Local Artist Spotlight: Special Explosion

Local Artist Spotlight, Local Music, Album Reviews
04/27/2018
Martin Douglas
Photo courtesy of Topshelf Records

Leading up to Upstream Music Fest + Summit, the regionally focused festival happening in Pioneer Square June 1-3 with over 200 acts, KEXP will highlight a series of local artists every week with a short feature on the artist and a few tracks to start with if you're unfamiliar with their work. This week features Special Explosion, who will be playing Saturday, June 2nd at 10pm.


After listening to their previous releases (including the sensational ep and The Art of Mothering, Special Explosion were poised to carry the torch left by Built to Spill -- something you might have heard before if you’re familiar with the 2012 Sound Off! competitors. But something happened between the buoyant, skyward 2014 release and To Infinity, released late last year on Topshelf Records. Whether it was dissolving personal relationships, the anxiety of encroaching adulthood, or a combination of the two, Special Explosion became the college friend who went home for the summer, had a dreadful time, and came back with a permanently weary facial expression, a wardrobe of darker colors, and a copy of of Rimbaud’s A Season in Hell.

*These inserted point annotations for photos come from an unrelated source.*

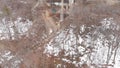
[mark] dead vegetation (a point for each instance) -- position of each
(88, 12)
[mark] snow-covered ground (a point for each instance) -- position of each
(8, 60)
(96, 46)
(10, 29)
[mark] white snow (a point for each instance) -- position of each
(100, 39)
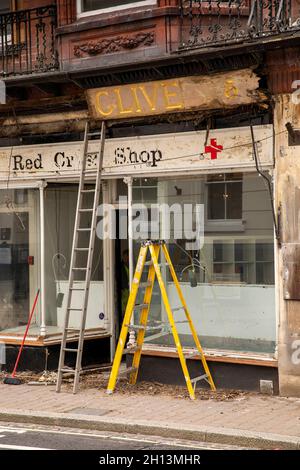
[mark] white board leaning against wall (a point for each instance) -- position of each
(192, 152)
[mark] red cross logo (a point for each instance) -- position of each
(213, 149)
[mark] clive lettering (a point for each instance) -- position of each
(23, 164)
(126, 155)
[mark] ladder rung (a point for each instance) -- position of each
(141, 306)
(191, 355)
(146, 284)
(68, 371)
(197, 379)
(129, 370)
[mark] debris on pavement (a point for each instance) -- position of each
(98, 379)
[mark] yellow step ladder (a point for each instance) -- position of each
(155, 248)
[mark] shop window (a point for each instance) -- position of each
(224, 197)
(92, 6)
(19, 241)
(60, 207)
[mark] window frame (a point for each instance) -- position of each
(132, 4)
(224, 182)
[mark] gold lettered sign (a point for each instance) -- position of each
(223, 90)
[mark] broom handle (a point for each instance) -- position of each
(25, 334)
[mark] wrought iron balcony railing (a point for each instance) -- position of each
(27, 41)
(207, 23)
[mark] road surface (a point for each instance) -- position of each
(34, 437)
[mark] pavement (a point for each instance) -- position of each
(247, 420)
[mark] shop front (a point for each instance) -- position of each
(228, 280)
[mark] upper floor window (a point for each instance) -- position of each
(224, 196)
(87, 7)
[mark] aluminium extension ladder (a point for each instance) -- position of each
(155, 248)
(87, 252)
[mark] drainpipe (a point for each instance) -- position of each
(43, 264)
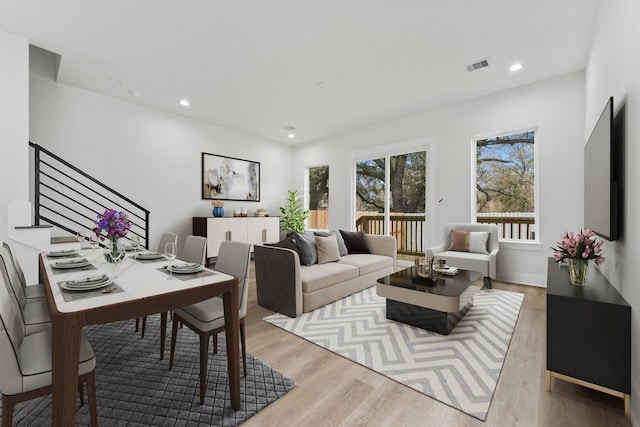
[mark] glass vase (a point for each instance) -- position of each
(115, 254)
(578, 271)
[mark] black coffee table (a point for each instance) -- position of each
(436, 305)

To Infinity, ironically enough, starts with a wet dream. But instead of the messy lust and euphoria (and the discomfort of the waking moments after) that such a thing usually brings, “Wet Dream” is about safety and security in the throes of infidelity and a relationship that isn’t quite what it seems.

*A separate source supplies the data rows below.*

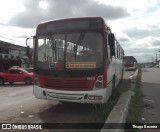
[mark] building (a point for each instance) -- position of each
(13, 55)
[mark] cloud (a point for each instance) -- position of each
(32, 14)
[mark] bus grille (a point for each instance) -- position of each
(66, 84)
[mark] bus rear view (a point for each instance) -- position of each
(69, 62)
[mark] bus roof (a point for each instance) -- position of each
(78, 23)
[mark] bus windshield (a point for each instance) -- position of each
(71, 51)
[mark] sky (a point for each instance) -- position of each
(135, 23)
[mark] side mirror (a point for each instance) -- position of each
(111, 42)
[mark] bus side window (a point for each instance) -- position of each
(111, 42)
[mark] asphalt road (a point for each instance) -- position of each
(18, 105)
(151, 90)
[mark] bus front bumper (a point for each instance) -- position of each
(95, 96)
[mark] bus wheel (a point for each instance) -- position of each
(1, 81)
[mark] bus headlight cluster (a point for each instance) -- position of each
(98, 83)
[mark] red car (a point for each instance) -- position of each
(16, 74)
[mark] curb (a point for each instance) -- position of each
(120, 110)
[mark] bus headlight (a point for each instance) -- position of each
(98, 85)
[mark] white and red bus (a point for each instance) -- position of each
(76, 60)
(130, 63)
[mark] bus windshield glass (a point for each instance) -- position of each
(70, 50)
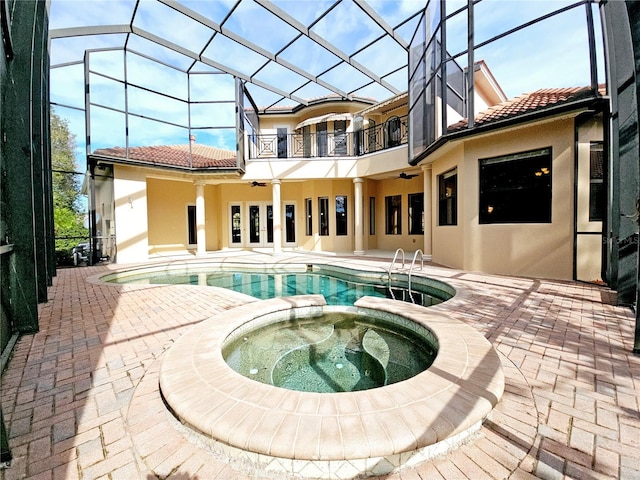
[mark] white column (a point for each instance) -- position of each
(277, 220)
(201, 234)
(427, 246)
(358, 216)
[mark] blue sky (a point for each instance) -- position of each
(551, 54)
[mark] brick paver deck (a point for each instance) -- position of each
(80, 398)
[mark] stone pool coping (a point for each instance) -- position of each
(398, 422)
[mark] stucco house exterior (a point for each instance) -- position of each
(334, 176)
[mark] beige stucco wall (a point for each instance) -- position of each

Andy Costello’s hushed, solemn vocals on To Infinity convey the bruised tone of his lyrics, whether they’re wavering whenever they’re raised above a whisper (“Cats”) or trying to sound confident and optimistic while experiencing crippling self-doubt and surveying rock star immortality (“Skeleton”). The dark clouds of depression and heartbreak linger over each song to slight degrees of difference, whether it’s the constant arguments in the dissolution of a relationship (via extended metaphor) on “Gladiator” or on “Your Bed,” where Costello sings, “You only want me at my best times,” only to later follow it up with, “And yeah, I am weak all the time/Not a day goes by where I feel just fine.”

To augment the outward delicacy and powerful, calamitous interiors of the lyrics, To Infinity carries a profound lushness, rife with the interlocking guitars of past efforts (although delivered in a far more melancholy way) and little swaths of tasteful accompaniment. There are swelling strings whizzing by like night traffic on “Gladiator,” a light touch of an keyboard apreggio on closer "So Long," glockenspiels and drum machines open “Going My Way.” A band describing their sound can often be a “dress for the job you want, not the job you have” sort of scenario, Special Explosion’s descriptor of “dreamo” here is perfectly apt.

To Infinity is a bold leap in sound from where the band was from this defining moment, but the itinerant sadness smothering the album makes for a far more powerful emotional statement, sure to provoke a lot of tears shed in drinks and on wristbands when during their Upstream Music Festival set.